After the 2H, Cohen used an Avid to edit the HBO original movie Teamster Boss, the first TV movie to use an Avid and conform a film negative. He had extensive talks with Avid founder Bill Warner and others about Avid's next big challenge: a theatrical feature.

"The image quality by this time was adequate, storage was awkward but you could do it," he recalls. The big hurdle was that Avid was "a 30 fps system trying to edit 24 fps material. "Then, Avid co-founder Eric Peters gave Cohen a white paper "which indicated the system could digitize and play out material at 30 frames but work internally at 24 frames. Avid knew this was good," says Cohen, "but wondered what it meant to me.

Cohen soon realized that if Avid had solved the frame-rate issue, "this was everything. I told Eric If you can do this, you can do a perfect change list and you can own Hollywood.' My impression was that change lists were a new idea at Avid at the time."

Cohen understood that "what was glamorous for Avid engineers were things like realtime digital effects and a beautiful interface. A change list was a piece of paper used by a human being sitting at a splicer. There wasn't a lot of glory in it. But this was the empowering technology that would allow the equipment to spread to feature films."

ENLISTING SUPPORT

Avid made the commitment to support Cohen and provide him with what he needed to edit Lost in Yonkers. Martha Coolidge was "eager to be an early adopter, and her support was essential," he reports. "She trusted me and was willing to say,' If you can make this work I want it' She understood that the equipment could be very powerful creatively, allowing you to do things more quickly, more flexibly. She had already seen some of this on the hybrid show we did."

Cohen had to sell the studio on using an Avid, however." There was a certain risk from the studio's point of view," he says. "If I failed, they had a potential economic problem." Cohen and Coolidge met with Columbia executive Gary Martin who "had confidence that we could make it work His was a critical 'yes.' I will always be grateful to him for it"

WORK BEGINS

Cohen began Lost in Yonkers without working change list software. "Once we were into dailies we had cut list software and eventually we got change lists. It more or less worked at the beginning; there were some problems we could fix and some we couldn't -- and there are some things I still wish for. List software in general needs a big test environment with lots of material. You can't really evaluate it in a cubicle."

Even with bugs, "the system allowed us to cut digitally with all the creative advantages that implies, but we could screen film whenever we wanted. We could make changes digitally and go back and screen again. That was the revolutionary step -- we could evolve the show, keep the sound department up to date and keep screening it. It was one of the key things that sold the idea to the studio, for whom the preview process is critical."

After Cohen finished editing Lost in Yonkers he realized the world had changed. "I edited film for a longtime, and I loved cutting on a Moviola, but after that it was hard to imagine going back" says Cohen, who still uses Avids today. After Yonkers, he became an Avid consultant, helping to develop many of the features in their next big release, Version 5. He was the first to use it on a feature, Coolidge's Angie.

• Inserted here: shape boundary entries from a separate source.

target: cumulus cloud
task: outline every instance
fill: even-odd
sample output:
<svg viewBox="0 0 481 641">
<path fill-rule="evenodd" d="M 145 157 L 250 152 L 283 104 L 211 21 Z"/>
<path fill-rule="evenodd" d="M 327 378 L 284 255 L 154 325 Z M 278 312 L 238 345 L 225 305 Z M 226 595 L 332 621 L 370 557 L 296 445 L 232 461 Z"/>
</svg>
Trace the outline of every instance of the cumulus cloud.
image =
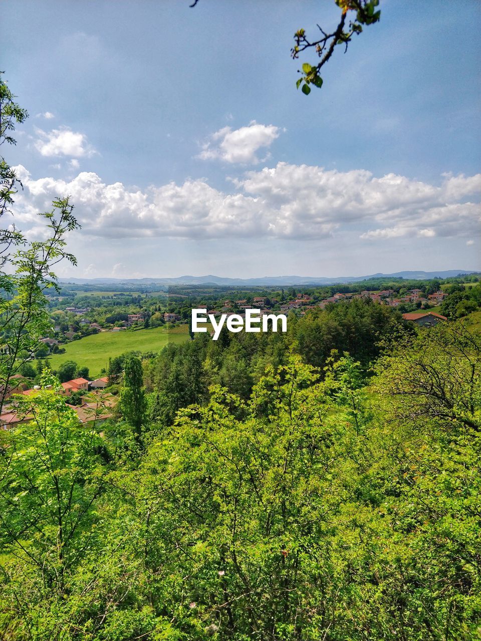
<svg viewBox="0 0 481 641">
<path fill-rule="evenodd" d="M 35 212 L 69 194 L 83 233 L 100 237 L 197 239 L 276 237 L 316 240 L 346 232 L 364 241 L 478 235 L 481 174 L 445 176 L 439 185 L 364 170 L 326 171 L 279 163 L 246 172 L 231 193 L 207 180 L 130 188 L 81 172 L 71 180 L 35 179 L 17 168 L 24 190 L 16 204 L 21 228 Z M 24 224 L 24 221 L 25 224 Z"/>
<path fill-rule="evenodd" d="M 51 131 L 37 129 L 35 147 L 42 156 L 72 156 L 90 157 L 95 152 L 89 144 L 87 137 L 68 127 L 53 129 Z"/>
<path fill-rule="evenodd" d="M 232 163 L 255 165 L 265 160 L 259 158 L 257 152 L 268 149 L 280 133 L 278 127 L 258 124 L 255 121 L 240 129 L 224 127 L 203 145 L 198 157 L 203 160 L 219 159 Z"/>
</svg>

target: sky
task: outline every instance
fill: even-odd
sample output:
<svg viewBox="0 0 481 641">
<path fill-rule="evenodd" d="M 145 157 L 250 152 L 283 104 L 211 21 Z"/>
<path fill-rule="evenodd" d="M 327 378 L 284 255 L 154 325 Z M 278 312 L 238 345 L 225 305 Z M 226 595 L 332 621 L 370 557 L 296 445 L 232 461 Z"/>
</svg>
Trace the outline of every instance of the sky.
<svg viewBox="0 0 481 641">
<path fill-rule="evenodd" d="M 82 226 L 63 277 L 481 269 L 478 0 L 380 0 L 324 84 L 293 35 L 333 0 L 5 0 L 0 67 L 30 117 L 3 148 L 38 212 Z"/>
</svg>

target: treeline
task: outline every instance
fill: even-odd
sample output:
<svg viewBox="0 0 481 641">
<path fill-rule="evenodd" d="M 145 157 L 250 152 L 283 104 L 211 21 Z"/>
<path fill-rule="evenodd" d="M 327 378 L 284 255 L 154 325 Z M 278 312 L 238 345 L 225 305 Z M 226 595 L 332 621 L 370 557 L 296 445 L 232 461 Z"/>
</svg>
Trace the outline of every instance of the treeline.
<svg viewBox="0 0 481 641">
<path fill-rule="evenodd" d="M 320 328 L 327 350 L 328 329 L 355 326 L 348 308 L 300 329 Z M 282 364 L 251 373 L 248 396 L 214 383 L 171 424 L 149 419 L 137 357 L 122 417 L 98 426 L 45 373 L 19 401 L 34 420 L 3 435 L 2 638 L 477 638 L 481 337 L 443 323 L 392 341 L 394 318 L 358 312 L 362 364 L 331 353 L 314 367 L 279 335 L 262 353 Z M 239 345 L 255 362 L 223 338 L 169 346 L 152 375 L 173 360 L 171 384 L 193 385 Z M 373 362 L 378 339 L 391 349 Z"/>
<path fill-rule="evenodd" d="M 301 318 L 291 314 L 287 328 L 285 333 L 224 329 L 217 341 L 206 333 L 196 334 L 193 341 L 168 345 L 144 362 L 151 419 L 170 424 L 180 408 L 204 402 L 215 383 L 246 400 L 266 368 L 285 365 L 291 353 L 322 371 L 333 350 L 341 355 L 346 351 L 366 372 L 384 345 L 414 331 L 398 312 L 360 299 L 311 310 Z M 112 379 L 118 376 L 117 362 L 110 374 Z"/>
</svg>

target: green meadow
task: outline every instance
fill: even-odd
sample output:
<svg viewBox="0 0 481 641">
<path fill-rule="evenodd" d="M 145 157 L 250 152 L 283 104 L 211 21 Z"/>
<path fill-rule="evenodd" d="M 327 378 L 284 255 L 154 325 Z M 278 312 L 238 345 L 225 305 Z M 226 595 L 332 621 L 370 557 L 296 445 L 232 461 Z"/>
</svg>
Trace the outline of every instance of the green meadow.
<svg viewBox="0 0 481 641">
<path fill-rule="evenodd" d="M 58 369 L 65 361 L 75 361 L 80 367 L 88 367 L 92 378 L 99 374 L 103 367 L 107 369 L 109 356 L 117 356 L 131 350 L 156 352 L 169 342 L 188 340 L 188 328 L 185 327 L 184 331 L 167 331 L 164 328 L 137 331 L 101 331 L 67 343 L 63 345 L 65 354 L 53 354 L 48 360 L 53 369 Z"/>
</svg>

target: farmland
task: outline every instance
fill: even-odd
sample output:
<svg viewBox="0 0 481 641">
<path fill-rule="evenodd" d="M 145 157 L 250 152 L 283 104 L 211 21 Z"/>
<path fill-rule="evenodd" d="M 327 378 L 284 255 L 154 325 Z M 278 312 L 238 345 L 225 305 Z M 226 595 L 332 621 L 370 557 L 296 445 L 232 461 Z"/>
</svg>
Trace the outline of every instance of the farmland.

"Although it was well established in TV, even as late as 1995, people were not certain that digital editing would take over for features," Cohen points out. "Could film editors learn this technology? We were people who practiced our craft with Scotch tape and rubber bands, and used a machine whose engineering had a lot in common with a sewing machine. Most people did learn it because what really matters is talent, not technical prowess. Now we're facing another major change with 24p, digital intermediate and digital distribution -- the second digital revolution.

"The advantages to using an Avid really haven't changed from those early days," Cohen observes. "You can make more creative decisions in less time."